Key data
| Regulation | Decision of the EEA Joint Committee No. 91/2026, of 20 March 2026 |
|---|---|
| Official reference | OJ:L_202601294 [2026/1294] |
| Publication | 25 June 2026 |
| Entry into force | 20 March 2026 |
| Affected parties | Financial entities and companies with activity in the EEA (EU + Norway, Iceland, Liechtenstein) |
| Category | European Regulation |
| Amended Annex | Annex IX (Financial services) of the EEA Agreement |
Financial entities operating in the European Economic Area have a new regulatory review obligation following the adoption, on 20 March 2026, of Decision No. 91/2026 of the EEA Joint Committee. This decision amends the Annex IX of the EEA Agreement, relating to financial services, incorporating EU regulation into the legal framework shared between the Member States of the Union and the three EEA countries not belonging to it: Norway, Iceland and Liechtenstein.
The fact that should most catch the attention of executives and CFOs: entry into force is prior to official publication (25 June 2026), which means that the obligations arising from this decision are already enforceable from March. If your entity operates in any of these three territories and has not yet reviewed the impact of this update, there is a compliance gap that must be corrected immediately.

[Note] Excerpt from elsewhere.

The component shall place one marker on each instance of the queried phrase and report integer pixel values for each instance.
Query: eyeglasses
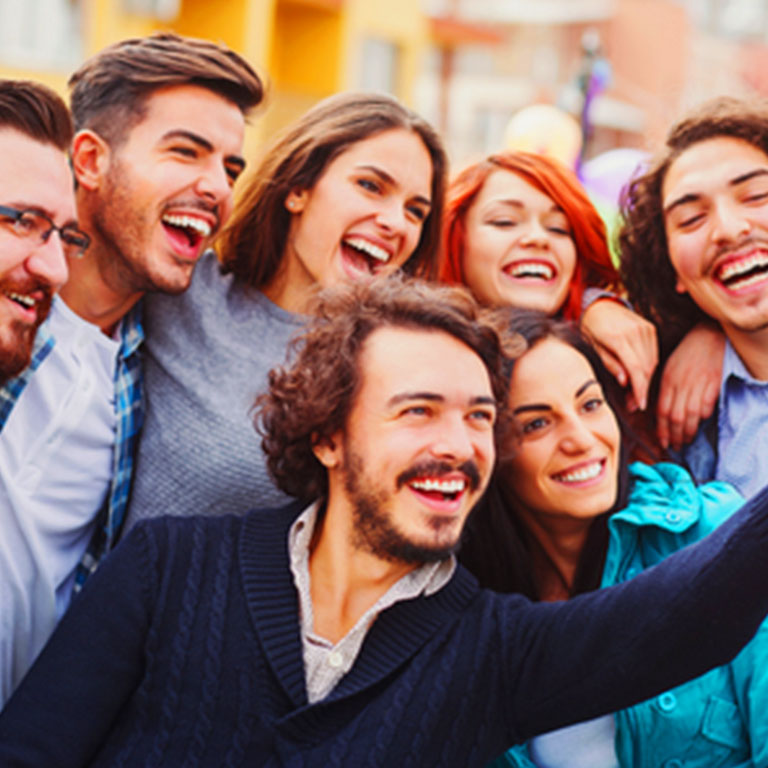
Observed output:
(32, 224)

What does this regulation establish?
The EEA Joint Committee is the body responsible for ensuring that European Union regulation is incorporated uniformly into the legal system of EEA countries not belonging to the EU. When the EU approves new regulation on financial services, the Joint Committee must adopt a formal decision to extend that regulation to Norway, Iceland and Liechtenstein.
Decision 91/2026 does exactly that: updates Annex IX of the EEA Agreement by incorporating new EU provisions on financial services. The objective is to maintain regulatory homogeneity throughout the European single financial market, so that the rules of the game are the same both in an EU Member State and in the three EEA countries.
| Element | Detail |
|---|---|
| Decision adopted | Decision No. 91/2026 of the EEA Joint Committee |
| Amended Annex | Annex IX — Financial services of the EEA Agreement |
| Content of the amendment | Incorporation of new EU regulation into the EEA legal framework |
| Additional affected territories | Norway, Iceland, Liechtenstein |
| Objective | Regulatory homogeneity in the European single financial market |
| Date of adoption | 20 March 2026 |
| Date of publication in the OJEU | 25 June 2026 |
Economic and operational impact
The direct impact of this decision is operational and regulatory compliance. It does not establish specific fees or sanctions in its own text, but it does require affected entities to adapt their internal procedures to the new provisions incorporated into Annex IX.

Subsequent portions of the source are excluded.